Yes. LEAs are required to provide nutritionally adequate meals for pupils who are eligible for Free and Reduced-Price meals whether engaged in in-person instruction or distance learning. Information regarding meals should be communicated in the language and format the parent understands. Grab-and-Go meal locations are found on our school’s website.

English Learners

  1. How are the needs of English learners being met through distance learning?

English learners must receive designated and integrated English Language Development (ELD), including assessment of English language proficiency, support to access curriculum, the ability to reclassify as fully English proficient, and support for dual language learning.

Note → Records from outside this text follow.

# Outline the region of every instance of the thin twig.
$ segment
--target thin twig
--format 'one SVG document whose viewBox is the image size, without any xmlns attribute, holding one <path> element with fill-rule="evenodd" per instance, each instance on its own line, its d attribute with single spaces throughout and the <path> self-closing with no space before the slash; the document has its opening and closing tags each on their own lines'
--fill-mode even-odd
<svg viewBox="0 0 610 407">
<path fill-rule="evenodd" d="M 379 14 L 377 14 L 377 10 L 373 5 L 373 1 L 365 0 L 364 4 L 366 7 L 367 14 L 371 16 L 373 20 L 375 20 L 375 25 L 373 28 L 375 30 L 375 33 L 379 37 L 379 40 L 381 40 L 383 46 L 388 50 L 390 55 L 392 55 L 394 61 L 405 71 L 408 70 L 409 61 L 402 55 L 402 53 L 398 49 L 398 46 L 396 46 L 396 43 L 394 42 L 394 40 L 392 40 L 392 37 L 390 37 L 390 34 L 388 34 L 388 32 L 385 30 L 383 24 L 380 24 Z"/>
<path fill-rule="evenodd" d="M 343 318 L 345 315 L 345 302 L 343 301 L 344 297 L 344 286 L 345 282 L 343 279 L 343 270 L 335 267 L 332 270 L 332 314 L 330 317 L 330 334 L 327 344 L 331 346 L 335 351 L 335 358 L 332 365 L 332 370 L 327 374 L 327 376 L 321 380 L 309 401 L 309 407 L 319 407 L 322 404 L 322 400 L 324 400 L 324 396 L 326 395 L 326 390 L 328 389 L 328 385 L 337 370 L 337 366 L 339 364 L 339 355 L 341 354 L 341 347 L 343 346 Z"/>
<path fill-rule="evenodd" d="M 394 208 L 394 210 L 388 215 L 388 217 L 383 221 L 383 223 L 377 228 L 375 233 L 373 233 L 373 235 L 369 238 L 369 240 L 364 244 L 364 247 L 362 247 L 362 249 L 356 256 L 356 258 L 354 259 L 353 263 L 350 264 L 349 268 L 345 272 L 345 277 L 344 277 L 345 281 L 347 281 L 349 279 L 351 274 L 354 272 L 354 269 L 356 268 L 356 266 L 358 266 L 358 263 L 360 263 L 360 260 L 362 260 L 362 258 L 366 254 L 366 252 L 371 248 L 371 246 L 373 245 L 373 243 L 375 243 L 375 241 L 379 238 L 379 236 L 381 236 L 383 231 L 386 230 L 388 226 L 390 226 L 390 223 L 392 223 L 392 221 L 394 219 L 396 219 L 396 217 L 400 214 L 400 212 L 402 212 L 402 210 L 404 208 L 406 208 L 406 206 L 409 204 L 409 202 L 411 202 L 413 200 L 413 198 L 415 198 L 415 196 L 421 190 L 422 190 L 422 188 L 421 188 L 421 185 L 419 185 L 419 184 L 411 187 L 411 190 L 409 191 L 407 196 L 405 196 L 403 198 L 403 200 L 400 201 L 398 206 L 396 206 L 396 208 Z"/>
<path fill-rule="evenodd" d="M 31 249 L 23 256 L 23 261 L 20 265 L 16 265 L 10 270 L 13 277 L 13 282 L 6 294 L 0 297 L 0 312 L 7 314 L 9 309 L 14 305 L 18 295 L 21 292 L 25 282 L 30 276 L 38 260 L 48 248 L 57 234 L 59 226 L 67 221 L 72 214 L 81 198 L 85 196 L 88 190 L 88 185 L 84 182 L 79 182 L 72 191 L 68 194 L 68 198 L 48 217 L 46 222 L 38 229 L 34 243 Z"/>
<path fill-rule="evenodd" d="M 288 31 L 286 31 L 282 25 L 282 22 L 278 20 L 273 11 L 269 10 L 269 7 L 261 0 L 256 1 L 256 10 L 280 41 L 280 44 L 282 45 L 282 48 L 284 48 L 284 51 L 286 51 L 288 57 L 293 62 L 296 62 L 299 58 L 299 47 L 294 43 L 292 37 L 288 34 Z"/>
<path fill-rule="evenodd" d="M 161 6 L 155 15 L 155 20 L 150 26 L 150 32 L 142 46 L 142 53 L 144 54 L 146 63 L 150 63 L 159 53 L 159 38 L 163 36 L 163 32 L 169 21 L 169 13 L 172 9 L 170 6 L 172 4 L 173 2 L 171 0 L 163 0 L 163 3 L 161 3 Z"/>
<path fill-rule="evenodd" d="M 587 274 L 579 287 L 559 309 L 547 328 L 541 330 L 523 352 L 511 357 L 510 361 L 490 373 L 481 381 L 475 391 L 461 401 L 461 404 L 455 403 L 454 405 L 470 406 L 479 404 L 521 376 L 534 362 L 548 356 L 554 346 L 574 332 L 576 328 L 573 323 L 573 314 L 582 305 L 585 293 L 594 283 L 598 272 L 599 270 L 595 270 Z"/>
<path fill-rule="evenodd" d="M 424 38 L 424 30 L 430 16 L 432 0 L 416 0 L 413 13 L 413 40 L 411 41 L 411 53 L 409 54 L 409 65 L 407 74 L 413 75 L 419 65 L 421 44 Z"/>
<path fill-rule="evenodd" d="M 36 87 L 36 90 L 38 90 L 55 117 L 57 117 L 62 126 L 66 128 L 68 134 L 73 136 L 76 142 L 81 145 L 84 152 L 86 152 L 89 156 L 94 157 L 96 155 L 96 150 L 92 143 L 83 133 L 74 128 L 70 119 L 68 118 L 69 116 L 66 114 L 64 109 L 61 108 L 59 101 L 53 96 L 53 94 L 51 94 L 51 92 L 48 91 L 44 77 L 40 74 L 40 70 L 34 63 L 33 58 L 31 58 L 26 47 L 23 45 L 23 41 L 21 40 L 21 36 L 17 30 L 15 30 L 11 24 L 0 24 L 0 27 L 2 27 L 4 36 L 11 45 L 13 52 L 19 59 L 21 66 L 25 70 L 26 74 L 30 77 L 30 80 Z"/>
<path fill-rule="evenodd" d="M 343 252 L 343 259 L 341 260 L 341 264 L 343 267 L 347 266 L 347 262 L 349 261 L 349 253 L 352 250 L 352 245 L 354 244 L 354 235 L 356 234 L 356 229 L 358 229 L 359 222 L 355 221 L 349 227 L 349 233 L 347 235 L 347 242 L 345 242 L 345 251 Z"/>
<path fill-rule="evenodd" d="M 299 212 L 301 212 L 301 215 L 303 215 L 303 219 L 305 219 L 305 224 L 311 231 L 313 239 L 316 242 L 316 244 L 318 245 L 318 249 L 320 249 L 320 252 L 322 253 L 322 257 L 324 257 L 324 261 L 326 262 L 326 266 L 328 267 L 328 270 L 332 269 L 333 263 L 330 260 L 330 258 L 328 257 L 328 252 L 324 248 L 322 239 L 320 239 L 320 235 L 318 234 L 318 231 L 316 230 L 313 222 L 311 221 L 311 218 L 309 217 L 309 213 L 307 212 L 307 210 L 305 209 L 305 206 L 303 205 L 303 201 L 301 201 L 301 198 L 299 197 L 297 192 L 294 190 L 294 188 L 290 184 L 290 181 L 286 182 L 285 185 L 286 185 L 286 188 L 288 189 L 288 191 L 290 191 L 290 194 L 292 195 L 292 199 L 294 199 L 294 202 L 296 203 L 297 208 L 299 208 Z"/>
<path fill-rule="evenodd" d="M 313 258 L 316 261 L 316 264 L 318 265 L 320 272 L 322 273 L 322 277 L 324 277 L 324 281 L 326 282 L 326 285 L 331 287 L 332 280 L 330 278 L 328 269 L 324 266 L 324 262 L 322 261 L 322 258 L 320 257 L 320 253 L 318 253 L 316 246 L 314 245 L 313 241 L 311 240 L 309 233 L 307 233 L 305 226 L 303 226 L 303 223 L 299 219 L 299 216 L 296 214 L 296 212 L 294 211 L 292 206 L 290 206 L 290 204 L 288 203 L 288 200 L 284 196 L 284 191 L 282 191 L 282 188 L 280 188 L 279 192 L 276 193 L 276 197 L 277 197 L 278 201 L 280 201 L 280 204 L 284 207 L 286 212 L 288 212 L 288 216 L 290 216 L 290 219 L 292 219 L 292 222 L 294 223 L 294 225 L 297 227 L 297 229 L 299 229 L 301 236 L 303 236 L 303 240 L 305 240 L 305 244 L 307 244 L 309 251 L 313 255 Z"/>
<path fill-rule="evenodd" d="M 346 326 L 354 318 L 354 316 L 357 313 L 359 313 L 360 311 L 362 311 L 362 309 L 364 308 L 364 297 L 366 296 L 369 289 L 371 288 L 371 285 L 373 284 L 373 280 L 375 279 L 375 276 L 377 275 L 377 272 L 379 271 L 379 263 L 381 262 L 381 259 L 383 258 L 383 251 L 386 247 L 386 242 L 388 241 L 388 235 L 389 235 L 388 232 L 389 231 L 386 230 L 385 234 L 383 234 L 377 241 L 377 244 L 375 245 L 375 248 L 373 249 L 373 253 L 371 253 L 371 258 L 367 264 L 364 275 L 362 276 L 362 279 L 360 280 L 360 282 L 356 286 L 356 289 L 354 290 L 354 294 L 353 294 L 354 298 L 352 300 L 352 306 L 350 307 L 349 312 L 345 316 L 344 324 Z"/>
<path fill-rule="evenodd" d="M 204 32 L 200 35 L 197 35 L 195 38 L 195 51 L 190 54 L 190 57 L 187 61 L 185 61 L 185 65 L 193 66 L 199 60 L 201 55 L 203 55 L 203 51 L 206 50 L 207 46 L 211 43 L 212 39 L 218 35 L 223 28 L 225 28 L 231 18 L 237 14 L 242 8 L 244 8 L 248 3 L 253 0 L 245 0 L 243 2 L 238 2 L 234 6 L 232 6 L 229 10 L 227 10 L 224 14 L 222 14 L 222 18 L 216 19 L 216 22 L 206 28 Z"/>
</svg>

The LEAs are to incorporate designated and integrated ELD as part of the core instruction during distance learning model. Students are to continue to be assessed via distance learning to informally assess the progress in ELD pursuant to Section 11300 of Title 5 of the California Code of Regulations for English learners. LEAs are to continue to offer dual language support and language acquisition programs via distance learning.

Individualized Education Programs

  1. Are there new requirements related to Individualized Education Programs (IEPs) and distance learning? (new 8/4/20)

Yes. Education Code Section 56345 was amended by SB 98 (Chapter 24, Statutes of 2020) to require that IEPs include a description of the means by which the IEP will be provided under emergency conditions, in which instruction or services, or both, cannot be provided to the pupil either at the school or in person for more than 10 school days. This description must be included in the development of each initial IEP or addressed during the regularly scheduled revision of an IEP, and must take public health orders into account.